Piaszczyste plaże, trawy i trzcinowiska przyciągają ludzi spragnionych wypoczynku. Oraz tych, którzy z dala od wielkomiejskiego gwaru prowadzą tu swoje ciemne interesy. Na przykład takich jak Luca. Inni, tacy jak Marcin i Paulina, woleliby pewnie zjawić się tam z własnej woli i w nieco przyjemniejszych okolicznościach.  Chwilowo są jednak za bardzo zajęci ratowaniem własnej skóry,  żeby o tym myśleć. I choć ciąg dalszy nastąpi, to nie wszystkim to wyjdzie na dobre i nie każdy wyjdzie z tego żywy...


Premiera: 16.06.2021
Ilość stron: 320
Wydawnictwo: Akurat (Grzeszne książki)






Moja opinia:


   Paulina Maxellon po "drobnych" zawirowaniach w swoim życiu podejmuje pracę w urzędzie i dorabia jako kelnerka.
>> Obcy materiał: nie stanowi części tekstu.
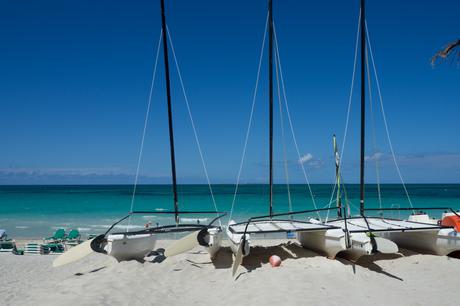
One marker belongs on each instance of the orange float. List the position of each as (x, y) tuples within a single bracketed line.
[(453, 221)]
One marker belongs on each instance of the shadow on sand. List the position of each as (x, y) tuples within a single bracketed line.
[(369, 262), (260, 254)]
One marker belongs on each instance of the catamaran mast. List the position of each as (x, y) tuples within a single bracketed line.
[(270, 72), (337, 177), (363, 102), (168, 95)]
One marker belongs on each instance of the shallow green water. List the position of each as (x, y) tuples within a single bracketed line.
[(35, 211)]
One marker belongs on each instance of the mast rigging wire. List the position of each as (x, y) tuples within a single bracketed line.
[(385, 119), (193, 124), (141, 149), (249, 123)]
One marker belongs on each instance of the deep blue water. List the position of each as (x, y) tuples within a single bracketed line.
[(35, 211)]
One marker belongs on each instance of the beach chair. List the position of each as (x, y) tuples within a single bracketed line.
[(58, 236), (36, 249), (3, 235), (73, 238), (56, 247), (7, 246)]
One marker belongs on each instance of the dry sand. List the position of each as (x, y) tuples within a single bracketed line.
[(304, 278)]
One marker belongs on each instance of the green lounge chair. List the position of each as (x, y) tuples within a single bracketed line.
[(58, 236), (7, 245), (73, 238), (56, 247)]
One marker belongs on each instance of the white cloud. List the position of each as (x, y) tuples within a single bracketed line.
[(374, 157), (306, 158)]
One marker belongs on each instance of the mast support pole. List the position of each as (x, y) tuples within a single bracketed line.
[(363, 103), (270, 65), (170, 124)]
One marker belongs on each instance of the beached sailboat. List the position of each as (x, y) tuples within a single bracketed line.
[(239, 233), (135, 245), (418, 232)]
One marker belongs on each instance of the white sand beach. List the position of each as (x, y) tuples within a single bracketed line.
[(304, 278)]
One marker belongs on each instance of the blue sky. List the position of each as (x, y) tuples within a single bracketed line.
[(75, 76)]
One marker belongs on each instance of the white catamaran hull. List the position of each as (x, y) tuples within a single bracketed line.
[(137, 247), (130, 247), (235, 241), (214, 241), (439, 242), (333, 241)]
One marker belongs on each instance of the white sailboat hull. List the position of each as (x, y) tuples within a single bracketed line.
[(438, 242), (333, 241), (136, 247), (130, 247), (235, 241), (214, 241)]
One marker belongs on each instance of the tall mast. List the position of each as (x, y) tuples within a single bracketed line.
[(270, 72), (168, 95), (337, 177), (363, 102)]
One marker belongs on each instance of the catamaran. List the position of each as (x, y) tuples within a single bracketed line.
[(135, 245), (239, 233), (418, 232)]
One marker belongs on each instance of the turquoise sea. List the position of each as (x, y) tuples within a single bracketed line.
[(36, 211)]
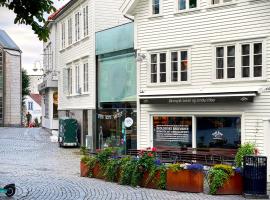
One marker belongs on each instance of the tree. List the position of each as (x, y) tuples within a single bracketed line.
[(25, 85), (31, 12)]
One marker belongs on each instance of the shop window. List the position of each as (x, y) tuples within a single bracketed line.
[(172, 132), (218, 132)]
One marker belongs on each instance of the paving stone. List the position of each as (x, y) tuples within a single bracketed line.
[(43, 171)]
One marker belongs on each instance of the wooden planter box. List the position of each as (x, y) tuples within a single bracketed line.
[(84, 169), (185, 180), (153, 183), (233, 186), (97, 171)]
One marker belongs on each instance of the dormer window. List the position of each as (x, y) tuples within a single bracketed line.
[(187, 4), (155, 7)]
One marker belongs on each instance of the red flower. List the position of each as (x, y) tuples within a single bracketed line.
[(154, 149)]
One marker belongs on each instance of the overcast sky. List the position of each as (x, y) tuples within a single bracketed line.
[(24, 37)]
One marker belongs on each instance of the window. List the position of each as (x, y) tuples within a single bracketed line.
[(69, 77), (85, 21), (249, 61), (77, 26), (172, 132), (77, 75), (187, 4), (218, 132), (63, 38), (85, 77), (70, 31), (179, 66), (30, 105), (218, 2), (177, 71), (155, 7)]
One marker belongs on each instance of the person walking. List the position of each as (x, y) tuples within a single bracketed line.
[(28, 118)]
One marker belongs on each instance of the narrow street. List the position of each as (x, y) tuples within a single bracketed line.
[(43, 171)]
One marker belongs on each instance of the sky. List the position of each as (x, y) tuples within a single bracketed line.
[(25, 38)]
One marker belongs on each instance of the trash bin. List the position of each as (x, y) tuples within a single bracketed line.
[(68, 129), (255, 177)]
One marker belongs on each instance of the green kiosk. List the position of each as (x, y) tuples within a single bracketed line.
[(68, 130)]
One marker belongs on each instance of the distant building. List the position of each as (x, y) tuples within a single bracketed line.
[(10, 81), (33, 106)]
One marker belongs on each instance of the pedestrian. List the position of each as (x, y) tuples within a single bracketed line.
[(28, 117)]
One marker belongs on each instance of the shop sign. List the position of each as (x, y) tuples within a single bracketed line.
[(172, 133), (198, 100), (128, 122)]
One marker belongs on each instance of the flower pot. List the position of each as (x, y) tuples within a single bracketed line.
[(152, 183), (233, 186), (84, 169), (97, 171), (185, 180)]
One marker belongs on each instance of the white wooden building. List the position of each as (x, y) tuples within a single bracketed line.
[(10, 82), (203, 66), (76, 24)]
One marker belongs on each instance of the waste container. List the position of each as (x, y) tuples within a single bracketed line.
[(68, 129), (255, 177)]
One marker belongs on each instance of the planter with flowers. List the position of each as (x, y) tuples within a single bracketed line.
[(185, 177), (223, 179)]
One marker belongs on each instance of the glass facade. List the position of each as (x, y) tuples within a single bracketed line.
[(172, 132)]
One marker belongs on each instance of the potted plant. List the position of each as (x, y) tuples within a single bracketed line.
[(223, 179), (84, 166), (185, 177)]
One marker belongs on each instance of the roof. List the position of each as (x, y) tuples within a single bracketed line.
[(37, 98), (61, 10), (6, 42)]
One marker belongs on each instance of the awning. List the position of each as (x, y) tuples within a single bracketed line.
[(210, 98)]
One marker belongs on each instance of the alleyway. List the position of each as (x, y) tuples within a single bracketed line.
[(43, 171)]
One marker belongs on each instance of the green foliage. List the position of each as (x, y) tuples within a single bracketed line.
[(25, 85), (245, 150), (83, 150), (31, 13), (175, 167), (111, 170), (218, 175)]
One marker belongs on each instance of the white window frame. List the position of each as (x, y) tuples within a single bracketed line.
[(151, 14), (238, 61), (85, 77), (63, 35), (77, 26), (168, 67), (70, 32), (187, 6), (85, 21), (221, 2)]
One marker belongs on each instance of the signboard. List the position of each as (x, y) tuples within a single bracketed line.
[(172, 133), (198, 100)]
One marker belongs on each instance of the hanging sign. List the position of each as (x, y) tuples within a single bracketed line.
[(128, 122)]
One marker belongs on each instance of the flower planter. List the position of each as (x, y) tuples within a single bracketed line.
[(185, 180), (97, 172), (84, 169), (233, 186), (153, 183)]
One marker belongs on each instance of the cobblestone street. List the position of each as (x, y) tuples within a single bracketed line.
[(41, 170)]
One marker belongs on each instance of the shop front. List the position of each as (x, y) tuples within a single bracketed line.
[(214, 122)]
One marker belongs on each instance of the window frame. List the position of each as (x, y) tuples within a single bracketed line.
[(238, 61), (168, 67)]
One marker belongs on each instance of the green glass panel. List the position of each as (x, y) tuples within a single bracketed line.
[(117, 79)]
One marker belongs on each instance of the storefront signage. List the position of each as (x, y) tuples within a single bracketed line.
[(128, 122), (172, 133), (200, 100)]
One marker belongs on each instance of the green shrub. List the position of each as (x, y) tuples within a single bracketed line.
[(245, 150)]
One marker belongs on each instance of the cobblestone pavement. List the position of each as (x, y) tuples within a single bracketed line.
[(43, 171)]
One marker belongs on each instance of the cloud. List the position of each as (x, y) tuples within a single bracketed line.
[(24, 37)]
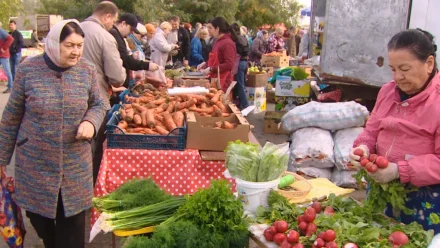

Musi zapomnieć o tym co było, ale to wcale takie łatwe nie jest. Szczególnie, gdy do jej życia ponownie powraca jej eks, którego najchętniej wysłałaby w kosmos. To wszystko przez niego. A ze los bywa dość przewrotny, to postanowił wzbogacić jej życie o przystojniaka, z którym zalicza upojną, całonocną miłosną uciechę. Nie przypuszcza tylko, że Marcin Szewerski będzie miał niejedno do powiedzenia. Nie do końca legalne interesy będą natomiast szansą na oczyszczenie imienia Pauli. Czy Paula i Marcin połączy uczucie? Czy płomienny romans ich nie zgubi? Czy byłemu głównej bohaterki uda się osiągnąć cel? Co z tym wszystkim wspólnego ma jezioro Chechło?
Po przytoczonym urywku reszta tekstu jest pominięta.